Another music in a different kitchen. The Belgrave Music Hall and Canteen is the newest kid on the Leeds’ bar and live music block. Originally the Leeds Children’s Palace, this former recreation hall and, far more recently, snooker hall has now been totally refurbished and re-opened its front doors only ten days ago. When it did it breathed much needed new life back into the city’s jaded Northern Quarter. Tonight it welcomes up its three flights of stairs and into its rather excellent 200 capacity performance space Active Child, Jarbird and, first The Horn The Hunt.
The Horn The Hunt is Joseph Osborne and Clare Carter. He plays guitars and is considered to be pragmatic. She sings and is undoubtedly artistic. Their balanced combination of technical prowess and creative ideology forms the most perfect of unions. They also happen to be husband and wife and together they are surely Yorkshire’s very own Sonny and Cher for the modern popular song.
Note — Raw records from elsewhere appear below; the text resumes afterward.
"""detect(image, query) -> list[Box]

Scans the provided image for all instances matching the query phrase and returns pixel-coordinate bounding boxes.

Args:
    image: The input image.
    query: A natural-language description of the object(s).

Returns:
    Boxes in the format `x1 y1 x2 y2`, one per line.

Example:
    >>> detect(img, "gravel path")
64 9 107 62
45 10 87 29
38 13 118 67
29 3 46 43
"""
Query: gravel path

This evening offers them an opportunity to showcase material that will appear on their soon-to-be released but not-as-yet officially named third album. By way of marked contrast to its predecessor, 2011’s Depressur Jolie, this record has only live instrumentation, is purely analogue, and in so being has placed a considerable distance between itself and a previous emphasis upon the art of programming. To then have to recreate this as a duo in the live setting could quite easily prove to be a challenge but on tonight’s evidence it is one that The Horn The Hunt can clearly meet.
They open with ‘Gold’, a brooding presence of a song that initially hovers ominously over the barren Spanish tundra of its inspiration before erupting into one God-almighty blaze of analogue synth, guitar and voice. It is a remarkable statement of intent. Recent single ‘Black Fire’ makes an early appearance in the thirty minute set, the delicate beauty of the song’s melody quietly underscored by Osborne’s textured guitar. It creates a moment in time when Alison Goldfrapp flirts outrageously with the memory of Polydor years’ Link Wray.
The rumbling sensuality of ‘A Deeper Kiss’ creates a wide open, organic space of sound into which Carter’s mercurial voice just slides. This is pop music for grown-ups, big on character, strength and personality. This instalment of it, though, is all over way too soon leaving in its wake a temporary emptiness inside the Belgrave Music Hall. But you can help to fill that void by getting yourself onto the emerging The Horn The Hunt band wagon pretty damn quick before it leaves this town for a much bigger place.